Exit donc pour l’animal le fait qu’il soit meuble par nature ou immeuble par destination. Si les nouvelles dispositions n’évoquent pas les animaux en tant que biens, elles indiquent qu’ils sont des « êtres vivants », « soumis au régime des biens ». L’avancée, si modeste soit-elle, réside en cela. Cette réforme vise à reconnaître la qualité d’être sensible aux animaux dans le code civil : modifier leur statut juridique, sans modifier leur régime juridique, celui des biens ; Est-ce là une ouverture pour qu’ils deviennent par la suite de véritables sujets de droit ?

Le projet de loi, qui n’est pas encore tout à fait définitif, doit encore passer le filtre du Conseil constitutionnel, saisi le 29 janvier par au moins 60 sénateurs (Affaire n° 2015-710 DC).

Aller plus loin encore !

Aucune raison donc de s’emballer pour l'instant pour ce changement minime apporté au code civil car l’animal est depuis longtemps déjà considéré comme un être sensible dans le droit national et européen, cela n’empêche nullement son exploitation.

Il ne s’agit que d’un dépoussiérage de surface, on ne touche pas au fond. L’animal reste un bien (corporel), il peut toujours être élevé dans des conditions épouvantables, gavé, torturé dans une arène ou égorgé dans un abattoir, réduit à l’esclavage sous un chapiteau… rien n’est remis en cause !
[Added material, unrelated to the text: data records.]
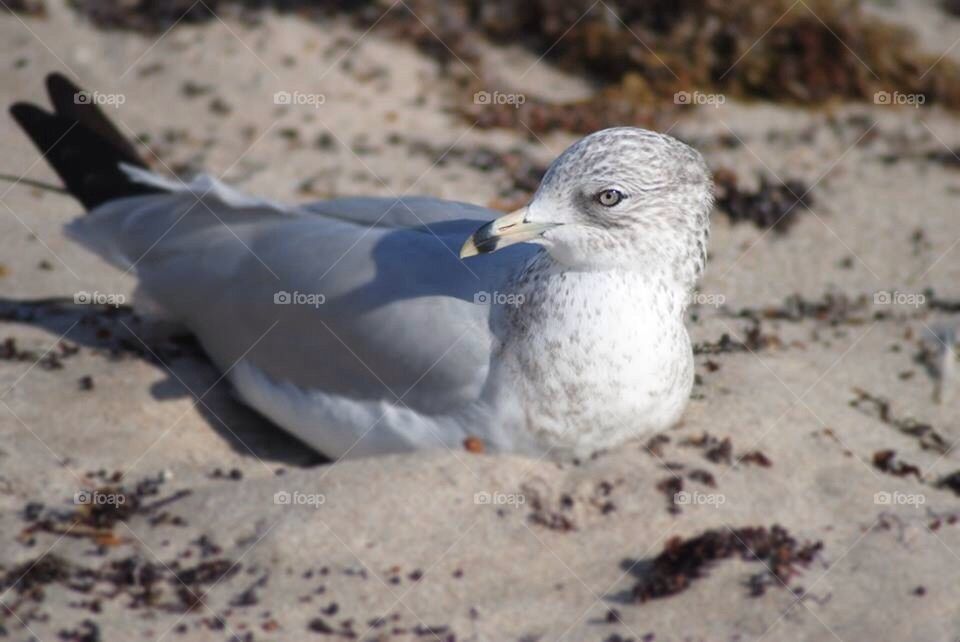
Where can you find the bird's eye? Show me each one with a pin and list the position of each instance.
(609, 197)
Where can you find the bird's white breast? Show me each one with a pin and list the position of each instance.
(592, 358)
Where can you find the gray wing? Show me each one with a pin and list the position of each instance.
(360, 297)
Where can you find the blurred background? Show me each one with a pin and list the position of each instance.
(825, 328)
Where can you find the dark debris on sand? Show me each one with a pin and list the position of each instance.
(773, 205)
(685, 560)
(640, 53)
(97, 512)
(924, 433)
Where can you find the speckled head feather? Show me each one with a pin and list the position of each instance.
(627, 198)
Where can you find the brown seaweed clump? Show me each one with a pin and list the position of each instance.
(640, 53)
(684, 561)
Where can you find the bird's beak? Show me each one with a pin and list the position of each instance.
(499, 233)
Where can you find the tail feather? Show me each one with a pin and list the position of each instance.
(82, 145)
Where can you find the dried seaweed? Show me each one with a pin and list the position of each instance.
(684, 561)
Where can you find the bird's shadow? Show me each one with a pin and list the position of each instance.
(116, 333)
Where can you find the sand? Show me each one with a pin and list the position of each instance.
(404, 547)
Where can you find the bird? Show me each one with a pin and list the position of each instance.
(371, 325)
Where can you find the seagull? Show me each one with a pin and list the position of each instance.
(367, 325)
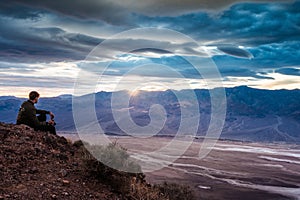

L’harmonisation des textes est une bonne chose, mais ce n'est qu'une démarche juridique sans application directe sur la condition animale.

Il faut aller bien plus loin, réformer le régime juridique de l’animal (sans exclure l’animal sauvage), interdire et sanctionner toute pratique cruelle… La Proposition de loi n°1903, accordant un statut juridique particulier à l’animal, va dans ce sens et elle est soutenue par la Fondation Brigitte Bardot.